Hans-Georg Wehling | Bildquelle: RTF.1

Eningen u.a./ Tübingen:

Wie die Grünen: Tübinger Politikwissenschaftler Wehling über Erfolge und Zukunft der AfD

Stand: 18.09.16 20:51 Uhr

Nach monatelangen Streit und zahlreichen Turbulenzen scheint die AfD-Fraktion im Landtag kurz vor ihrer Wiedervereinigung zu stehen. Nicht nur im Stuttgarter Landtag präsentiert sich die neue politische Kraft indessen als tief gespalten - und wenig produktiv in parlamentarischen Fragen. Ein ähnliches Bild bietet sich auf Bundesebenene, wo ein Machtkampf zwischen rechtsnationalistischen und rechtskonservativen Kräften tobt . Bei den Wahlen scheint das der neuen Rechten nicht zu schaden. Doch wie sind die Wahlerfolge der neuen Rechtspartei einzuordnen? Wir haben dazu mit dem Tübinger Politologen Hans-Georg Wehling gesprochen. Wehling vergleicht die Situation der AfD dabei mit der Frühphase der Grünen.


Die alte und wahrscheinlich bald wieder gemeinsame AfD-Fraktion im Landtag. Landes- und Bundesparteichef Jörg Meuthen gelang es zunächst nicht, den Ausschluss des unter Antisemitismus-Vorwürfen stehenden Abgeordneten Wolfgang Gedeon mit zwei Drittel-Mehrheit durchzusetzen. In der Folge spaltete er sich mit 13 weiteren Abgeordneten ab.

Trotz Dauerstreits: in einer brandaktuellen Meinungsumfrage legt die AfD im Land sogar leicht zu; ein Phänomen, das der Tübinger Politikwissenschaftler Hans-Georg Wehling vor allem mit dem allmählichen Abrücken der Merkel-CDU in die Mitte erklärt – und deren Anspruch, dass es rechts von der CDU keine legitimen politischen Lösungen gebe.Rechts von der CDU sei "ein Raum entstanden, der von den überkommenen Parteien nicht gefüllt wird". Es dürfe durchaus auch rechts von der CDU Parteien geben, die "honorig" seien; hier habe man mit der AfD aber "ein Problem", weil die Partie dem nicht gerecht werde.

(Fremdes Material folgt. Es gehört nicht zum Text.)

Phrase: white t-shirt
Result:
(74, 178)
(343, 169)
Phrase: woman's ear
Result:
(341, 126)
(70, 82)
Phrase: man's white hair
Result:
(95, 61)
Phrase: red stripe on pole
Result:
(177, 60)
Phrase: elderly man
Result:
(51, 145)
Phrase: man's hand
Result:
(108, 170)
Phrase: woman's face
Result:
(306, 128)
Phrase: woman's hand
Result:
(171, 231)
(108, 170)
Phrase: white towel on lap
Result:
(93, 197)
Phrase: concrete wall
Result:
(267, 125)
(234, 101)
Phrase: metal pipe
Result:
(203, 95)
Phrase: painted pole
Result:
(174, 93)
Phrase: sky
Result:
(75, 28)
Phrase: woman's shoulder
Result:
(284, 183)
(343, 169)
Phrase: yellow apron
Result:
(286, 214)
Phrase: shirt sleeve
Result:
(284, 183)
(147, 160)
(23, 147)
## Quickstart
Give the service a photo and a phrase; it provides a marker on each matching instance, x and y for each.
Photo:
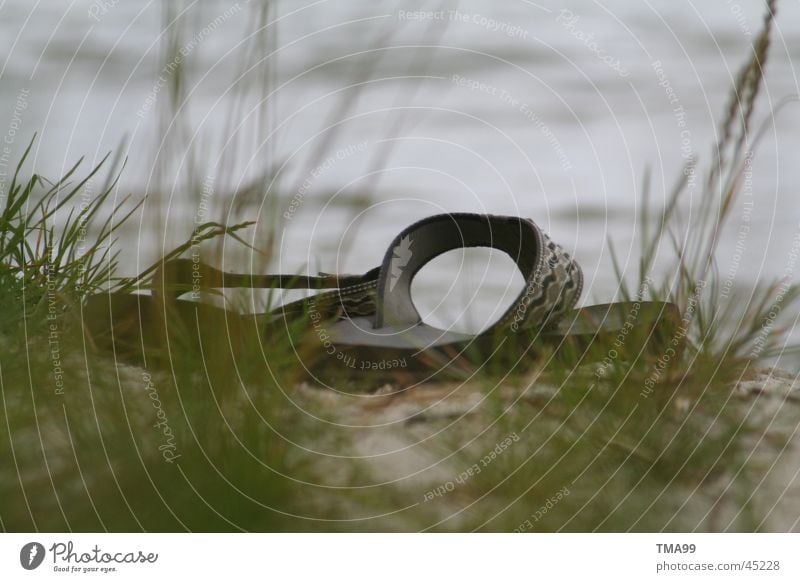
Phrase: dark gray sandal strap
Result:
(553, 280)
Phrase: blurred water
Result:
(550, 110)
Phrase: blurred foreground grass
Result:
(227, 441)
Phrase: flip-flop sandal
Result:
(369, 322)
(395, 337)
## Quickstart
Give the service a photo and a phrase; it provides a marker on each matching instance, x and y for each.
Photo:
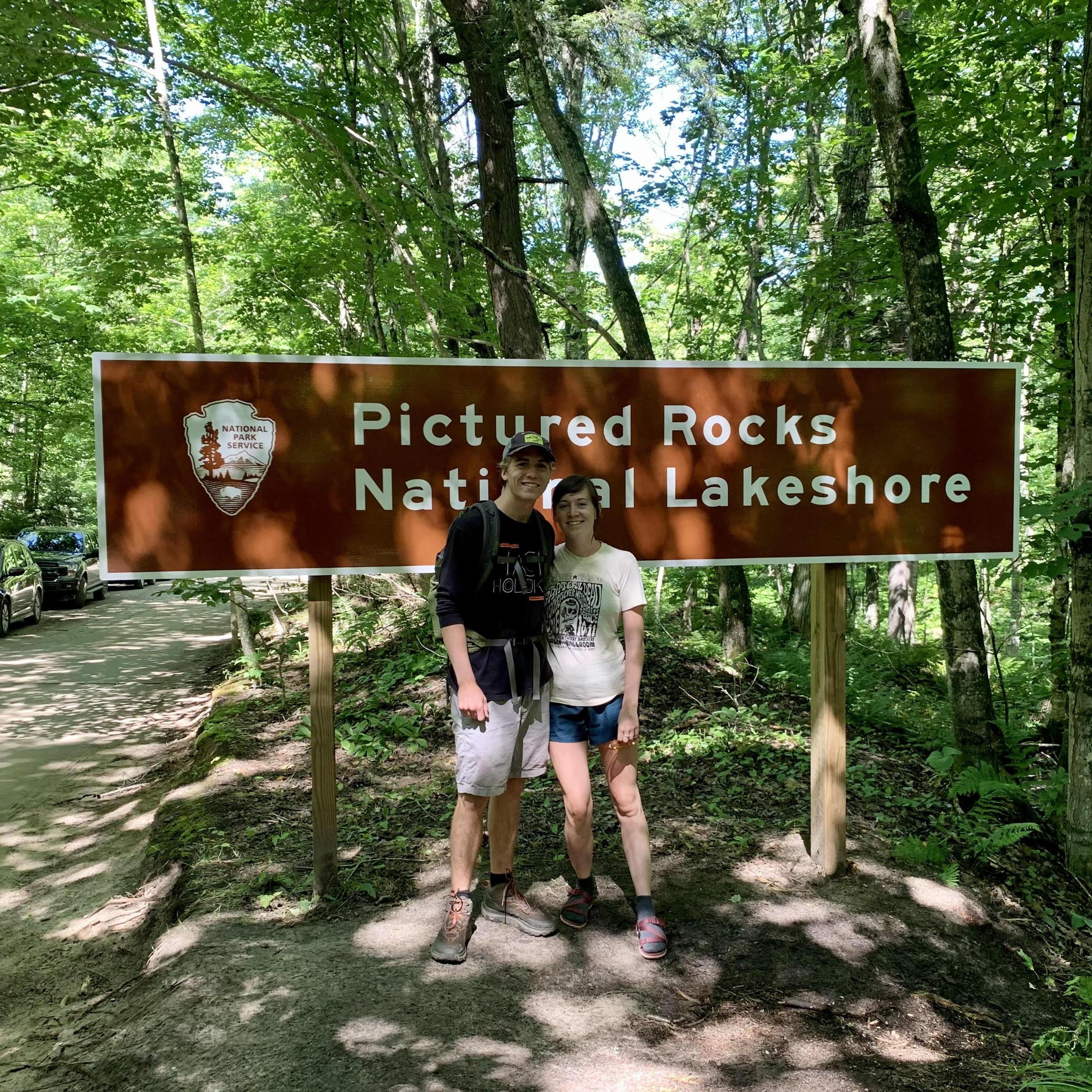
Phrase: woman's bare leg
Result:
(621, 767)
(570, 765)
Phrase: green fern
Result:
(1007, 836)
(913, 851)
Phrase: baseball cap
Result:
(528, 442)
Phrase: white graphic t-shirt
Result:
(583, 606)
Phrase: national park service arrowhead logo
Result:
(231, 448)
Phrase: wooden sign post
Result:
(320, 628)
(828, 717)
(271, 465)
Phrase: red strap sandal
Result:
(650, 935)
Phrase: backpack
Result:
(491, 551)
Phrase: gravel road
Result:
(88, 702)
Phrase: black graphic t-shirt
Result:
(511, 604)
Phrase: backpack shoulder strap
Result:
(491, 541)
(545, 541)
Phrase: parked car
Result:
(21, 591)
(69, 562)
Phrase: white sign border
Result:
(98, 358)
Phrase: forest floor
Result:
(887, 978)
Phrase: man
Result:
(491, 602)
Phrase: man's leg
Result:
(504, 826)
(467, 839)
(504, 902)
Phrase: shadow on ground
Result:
(776, 981)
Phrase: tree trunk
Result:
(799, 616)
(421, 92)
(566, 141)
(750, 340)
(734, 600)
(853, 180)
(243, 620)
(482, 31)
(574, 228)
(813, 135)
(778, 572)
(1079, 809)
(1016, 611)
(1061, 277)
(872, 597)
(185, 237)
(914, 222)
(902, 609)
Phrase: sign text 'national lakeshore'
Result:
(220, 465)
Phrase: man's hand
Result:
(628, 727)
(472, 702)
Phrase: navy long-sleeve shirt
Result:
(503, 609)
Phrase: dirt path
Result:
(89, 699)
(777, 981)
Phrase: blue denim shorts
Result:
(578, 724)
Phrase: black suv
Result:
(69, 562)
(21, 591)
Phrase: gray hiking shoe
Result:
(505, 902)
(450, 943)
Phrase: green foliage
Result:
(1064, 1055)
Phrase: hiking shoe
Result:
(450, 943)
(505, 902)
(577, 908)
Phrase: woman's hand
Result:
(629, 729)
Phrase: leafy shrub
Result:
(1064, 1055)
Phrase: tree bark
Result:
(734, 600)
(484, 42)
(688, 605)
(1060, 289)
(574, 228)
(914, 222)
(567, 144)
(185, 236)
(853, 180)
(243, 620)
(420, 73)
(872, 597)
(799, 616)
(902, 607)
(813, 135)
(750, 339)
(1079, 806)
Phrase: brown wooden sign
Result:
(253, 465)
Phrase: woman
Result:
(594, 699)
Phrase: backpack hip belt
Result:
(476, 641)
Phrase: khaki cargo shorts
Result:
(513, 743)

Die AfD beziehe sich in ihren Positionen auf die Positionen der Bundeskanzlerin; diese dominiere  ihre Partei mittlerweile inhaltlich uneingeschränkt. Die CDU habe in diesem Prozess ehemalige CDU-Positonen geräumt und die entsprechenden Köpfe, die dafür einmal standen, eingebüßt. Die AfD sei also in Entgegensetzung zu den Positionen der Merkel-CDU entstanden.

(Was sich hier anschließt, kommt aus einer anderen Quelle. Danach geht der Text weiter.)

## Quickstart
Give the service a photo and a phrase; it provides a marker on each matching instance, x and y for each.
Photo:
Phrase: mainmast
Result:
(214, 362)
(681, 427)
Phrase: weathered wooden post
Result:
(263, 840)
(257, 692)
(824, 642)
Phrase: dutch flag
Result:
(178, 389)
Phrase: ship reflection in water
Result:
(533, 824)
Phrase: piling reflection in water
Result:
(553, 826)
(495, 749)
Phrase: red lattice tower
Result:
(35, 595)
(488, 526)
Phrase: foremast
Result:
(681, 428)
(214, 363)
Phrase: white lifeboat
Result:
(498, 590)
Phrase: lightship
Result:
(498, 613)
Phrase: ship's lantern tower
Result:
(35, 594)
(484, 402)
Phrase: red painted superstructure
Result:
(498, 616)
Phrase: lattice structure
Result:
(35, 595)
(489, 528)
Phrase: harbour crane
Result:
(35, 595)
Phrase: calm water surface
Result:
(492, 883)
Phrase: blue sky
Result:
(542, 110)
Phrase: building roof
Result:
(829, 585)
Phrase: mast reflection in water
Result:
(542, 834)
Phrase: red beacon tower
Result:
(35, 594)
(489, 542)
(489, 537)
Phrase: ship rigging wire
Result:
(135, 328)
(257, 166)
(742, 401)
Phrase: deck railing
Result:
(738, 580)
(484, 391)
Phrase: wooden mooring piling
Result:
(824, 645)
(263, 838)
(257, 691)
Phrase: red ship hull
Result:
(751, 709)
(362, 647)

Die Kanzlerin habe ihre Krisen-Politik stets als "alternativlos" dargestellt  und gegen diese Behauptung habe sich dann die "alternative für Deutschland" AfD enzwickelt; damals, im Zuge der Euro- und der Euro-Schuldenkrise getragen vor allem von Volkswirtschaftsprofessoren, die der angeblich alternativen Wirtschafts- und Währungspolitik von Merkel eine Alternative entgegengehalten hätten.

Dieses Muster setze sich bis heute fort - von der Euro-Krise über die umstrittene Griechenland-Rettung, über eine angeblich alternativlose Europa-Konzeption bis hin zur Flüchtlingspolitik mit der Grenzöffnung, der "Welcome-" und der "Wir schaffen das" -Kultur.

Die alternativen Möglichkeiten dazu - glaubwürdig oder nicht - versuche die AfD zu verkörpern.  Dass rund 60 Prozent der AfD-Wähler in Mecklenburg-Vorpommern in einer Nachwahl-Befragung angaben, dass sie alternativ lieber die CSU gewählt hätten, erstaunt Wehling nicht. Da die CSU sich aber auf Bayern konzentriere, könne auch diese die Lücke nicht glaubhaft füllen.

Wohin die Reise der AfD indessen letztlich geht, ist aus Sicht Wehlings offen: Die Situation, in der sich die AfD derzeit befinde, erinnere stark an die Anfänge der Grünen; dort habe es damals genau so viel Streit, Flügelkämpfe und "genau so viele Spinner" gegeben. Jetzt müsse man abwarten, in welche Richtung und ob sich das kläre.

Es sei deshalb letztlich völlig offen, ob sich die Partei letztlich in positivem Sinne ausgäre;  ob sich der moderate Meuthen-Flügel durchsetze oder  eher die rechten und rechsextremen Gruppen wie der Thüringer Flügel. Der schlechteste Rat an die anderen Parteien ist aus Sicht Wehlings indessen, die AfD-Wähler pauschal in die rechte Ecke zu stellen.